Dr. Yan’s research revolves around power grid optimization, energy storage integration, and AI-driven solutions for smart grids. His work on hierarchical reinforcement learning for power grid topology regulation and multi-energy systems operation strategies has been instrumental in advancing the field of intelligent energy management.

🔚 Conclusion:

Dr. Caixin Yan is a rising expert in energy storage and AI-driven power grid optimization. His contributions to power market strategies, reinforcement learning applications, and energy system integration are paving the way for a smarter and more efficient electricity landscape.
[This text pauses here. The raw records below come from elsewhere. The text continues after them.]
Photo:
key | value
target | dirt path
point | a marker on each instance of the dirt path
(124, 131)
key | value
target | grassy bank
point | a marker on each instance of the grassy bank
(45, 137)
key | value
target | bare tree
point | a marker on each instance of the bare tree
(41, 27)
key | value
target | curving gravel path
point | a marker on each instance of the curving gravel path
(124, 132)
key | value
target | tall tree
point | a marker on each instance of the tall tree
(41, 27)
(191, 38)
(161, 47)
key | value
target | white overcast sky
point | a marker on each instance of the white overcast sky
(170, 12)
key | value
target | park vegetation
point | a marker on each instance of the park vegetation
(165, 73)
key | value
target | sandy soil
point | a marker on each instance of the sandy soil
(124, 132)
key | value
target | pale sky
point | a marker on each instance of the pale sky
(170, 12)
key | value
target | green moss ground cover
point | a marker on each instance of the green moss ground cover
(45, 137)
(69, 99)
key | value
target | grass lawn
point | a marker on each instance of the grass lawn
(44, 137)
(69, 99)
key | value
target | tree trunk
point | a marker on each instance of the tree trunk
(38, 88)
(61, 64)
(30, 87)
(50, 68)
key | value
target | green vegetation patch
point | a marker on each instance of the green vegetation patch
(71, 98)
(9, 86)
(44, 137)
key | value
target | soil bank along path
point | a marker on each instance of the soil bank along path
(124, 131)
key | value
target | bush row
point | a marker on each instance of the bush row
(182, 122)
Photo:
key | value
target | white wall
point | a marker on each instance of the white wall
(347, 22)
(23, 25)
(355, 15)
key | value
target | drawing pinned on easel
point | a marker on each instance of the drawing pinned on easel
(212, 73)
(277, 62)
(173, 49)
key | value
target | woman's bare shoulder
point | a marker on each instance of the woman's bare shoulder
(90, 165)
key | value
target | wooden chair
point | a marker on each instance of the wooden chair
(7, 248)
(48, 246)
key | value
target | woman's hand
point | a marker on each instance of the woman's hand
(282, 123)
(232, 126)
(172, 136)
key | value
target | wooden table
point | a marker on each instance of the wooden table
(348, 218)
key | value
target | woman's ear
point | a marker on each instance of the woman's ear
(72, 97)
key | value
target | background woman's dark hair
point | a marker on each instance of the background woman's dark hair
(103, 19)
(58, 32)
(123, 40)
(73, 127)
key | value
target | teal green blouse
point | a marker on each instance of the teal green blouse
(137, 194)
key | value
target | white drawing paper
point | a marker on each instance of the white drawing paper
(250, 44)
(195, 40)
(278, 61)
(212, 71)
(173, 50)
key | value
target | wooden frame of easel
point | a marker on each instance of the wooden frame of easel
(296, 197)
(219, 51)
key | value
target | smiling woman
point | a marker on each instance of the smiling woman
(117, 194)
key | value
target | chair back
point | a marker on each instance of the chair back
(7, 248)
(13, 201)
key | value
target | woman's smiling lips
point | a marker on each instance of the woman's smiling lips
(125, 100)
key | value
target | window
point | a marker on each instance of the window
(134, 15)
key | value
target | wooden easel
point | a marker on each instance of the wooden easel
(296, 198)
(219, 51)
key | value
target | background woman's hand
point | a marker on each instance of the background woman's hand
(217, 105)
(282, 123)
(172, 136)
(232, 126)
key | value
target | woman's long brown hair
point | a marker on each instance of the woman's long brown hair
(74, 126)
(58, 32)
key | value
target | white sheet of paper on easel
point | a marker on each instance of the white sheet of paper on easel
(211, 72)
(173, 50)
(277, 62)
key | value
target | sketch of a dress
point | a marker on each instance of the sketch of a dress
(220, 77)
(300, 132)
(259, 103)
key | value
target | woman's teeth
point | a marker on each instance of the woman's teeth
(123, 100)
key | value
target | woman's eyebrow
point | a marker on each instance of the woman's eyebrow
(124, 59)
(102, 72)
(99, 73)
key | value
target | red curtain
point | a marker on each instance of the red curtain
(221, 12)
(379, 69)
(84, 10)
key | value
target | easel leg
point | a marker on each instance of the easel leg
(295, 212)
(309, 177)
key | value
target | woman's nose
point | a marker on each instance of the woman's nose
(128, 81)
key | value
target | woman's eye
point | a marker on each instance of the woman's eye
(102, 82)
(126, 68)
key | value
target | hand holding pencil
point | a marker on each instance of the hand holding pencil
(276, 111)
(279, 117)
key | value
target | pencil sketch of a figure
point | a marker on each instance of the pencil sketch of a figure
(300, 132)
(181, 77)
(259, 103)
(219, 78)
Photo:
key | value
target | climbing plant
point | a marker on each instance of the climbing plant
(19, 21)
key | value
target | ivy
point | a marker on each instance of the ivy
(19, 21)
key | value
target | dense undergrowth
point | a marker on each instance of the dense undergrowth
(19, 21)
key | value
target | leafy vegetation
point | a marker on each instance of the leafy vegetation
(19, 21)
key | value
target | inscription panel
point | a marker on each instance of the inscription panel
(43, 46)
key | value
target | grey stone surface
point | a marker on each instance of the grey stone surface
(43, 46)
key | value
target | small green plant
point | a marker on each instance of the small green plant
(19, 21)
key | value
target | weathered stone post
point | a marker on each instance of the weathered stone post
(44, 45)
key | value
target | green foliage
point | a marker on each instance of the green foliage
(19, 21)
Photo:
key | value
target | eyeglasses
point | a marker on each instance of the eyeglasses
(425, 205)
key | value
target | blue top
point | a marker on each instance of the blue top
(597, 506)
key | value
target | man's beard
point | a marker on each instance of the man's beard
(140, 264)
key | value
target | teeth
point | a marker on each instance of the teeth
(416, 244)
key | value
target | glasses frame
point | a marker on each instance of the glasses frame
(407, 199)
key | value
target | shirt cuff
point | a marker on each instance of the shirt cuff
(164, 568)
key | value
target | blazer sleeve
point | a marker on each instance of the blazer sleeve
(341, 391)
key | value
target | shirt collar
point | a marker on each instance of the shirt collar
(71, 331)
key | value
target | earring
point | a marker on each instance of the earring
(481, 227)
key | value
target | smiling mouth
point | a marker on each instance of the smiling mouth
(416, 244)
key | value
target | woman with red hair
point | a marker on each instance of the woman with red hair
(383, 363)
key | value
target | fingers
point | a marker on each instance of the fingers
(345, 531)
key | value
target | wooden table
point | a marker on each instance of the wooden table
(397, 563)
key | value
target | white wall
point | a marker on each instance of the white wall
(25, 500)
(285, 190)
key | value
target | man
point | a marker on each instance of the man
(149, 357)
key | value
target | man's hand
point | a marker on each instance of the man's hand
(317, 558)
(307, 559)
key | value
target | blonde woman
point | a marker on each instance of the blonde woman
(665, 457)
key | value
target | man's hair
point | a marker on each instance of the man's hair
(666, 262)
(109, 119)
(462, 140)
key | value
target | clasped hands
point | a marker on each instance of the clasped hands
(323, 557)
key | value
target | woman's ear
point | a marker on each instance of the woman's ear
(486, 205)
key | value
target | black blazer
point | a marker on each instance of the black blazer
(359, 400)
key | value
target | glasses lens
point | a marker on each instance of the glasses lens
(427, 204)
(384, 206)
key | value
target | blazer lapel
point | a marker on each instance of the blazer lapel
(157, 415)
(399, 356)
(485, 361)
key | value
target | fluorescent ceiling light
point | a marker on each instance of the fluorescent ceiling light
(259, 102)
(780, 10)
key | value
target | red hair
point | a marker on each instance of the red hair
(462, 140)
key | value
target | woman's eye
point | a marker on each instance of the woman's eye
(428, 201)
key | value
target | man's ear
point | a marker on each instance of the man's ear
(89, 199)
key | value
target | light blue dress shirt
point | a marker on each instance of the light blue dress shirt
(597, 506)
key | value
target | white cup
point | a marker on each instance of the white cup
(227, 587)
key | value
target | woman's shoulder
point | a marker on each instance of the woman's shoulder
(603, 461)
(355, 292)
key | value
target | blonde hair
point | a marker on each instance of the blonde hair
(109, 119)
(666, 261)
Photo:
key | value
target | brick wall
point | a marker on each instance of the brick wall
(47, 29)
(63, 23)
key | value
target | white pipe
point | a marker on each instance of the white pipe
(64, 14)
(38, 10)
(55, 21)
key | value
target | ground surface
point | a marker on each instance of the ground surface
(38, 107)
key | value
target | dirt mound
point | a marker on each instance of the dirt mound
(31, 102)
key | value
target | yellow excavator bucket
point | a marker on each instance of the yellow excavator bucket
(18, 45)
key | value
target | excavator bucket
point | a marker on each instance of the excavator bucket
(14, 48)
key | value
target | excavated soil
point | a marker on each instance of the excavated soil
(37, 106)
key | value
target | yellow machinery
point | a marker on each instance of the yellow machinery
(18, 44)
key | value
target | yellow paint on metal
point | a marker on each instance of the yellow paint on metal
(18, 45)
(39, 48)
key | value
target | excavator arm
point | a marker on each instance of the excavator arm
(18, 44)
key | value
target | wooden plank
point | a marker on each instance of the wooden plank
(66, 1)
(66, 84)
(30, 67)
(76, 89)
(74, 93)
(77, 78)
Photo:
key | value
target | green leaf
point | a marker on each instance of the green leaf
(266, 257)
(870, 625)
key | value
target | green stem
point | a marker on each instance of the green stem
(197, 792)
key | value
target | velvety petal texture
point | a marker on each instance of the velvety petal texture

With growing recognition and impactful research, he continues to make significant strides in the field of intelligent energy solutions. 🚀

📚 Publications :

Review of Power Market Optimization Strategies Based on Industrial Load Flexibility – Analyzing the role of industrial flexibility in power markets.

Power Grid Topology Regulation Method Based on Hierarchical Reinforcement Learning – Exploring AI-driven strategies for grid topology adjustments.

Deep Reinforcement Learning for Strategic Bidding in Incomplete Information Market – Applying AI to strategic bidding in uncertain energy markets.

Optimal Operation Strategies of Multi-Energy Systems Integrated with Liquid Air Energy Storage Using Information Gap Decision Theory – Investigating operational strategies for multi-energy systems.

Load Frequency Control of Photovoltaic Generation-Integrated Multi-Area Interconnected Power Systems Based on Double Equivalent-Input-Disturbance Controllers – Developing control mechanisms for PV-integrated power systems.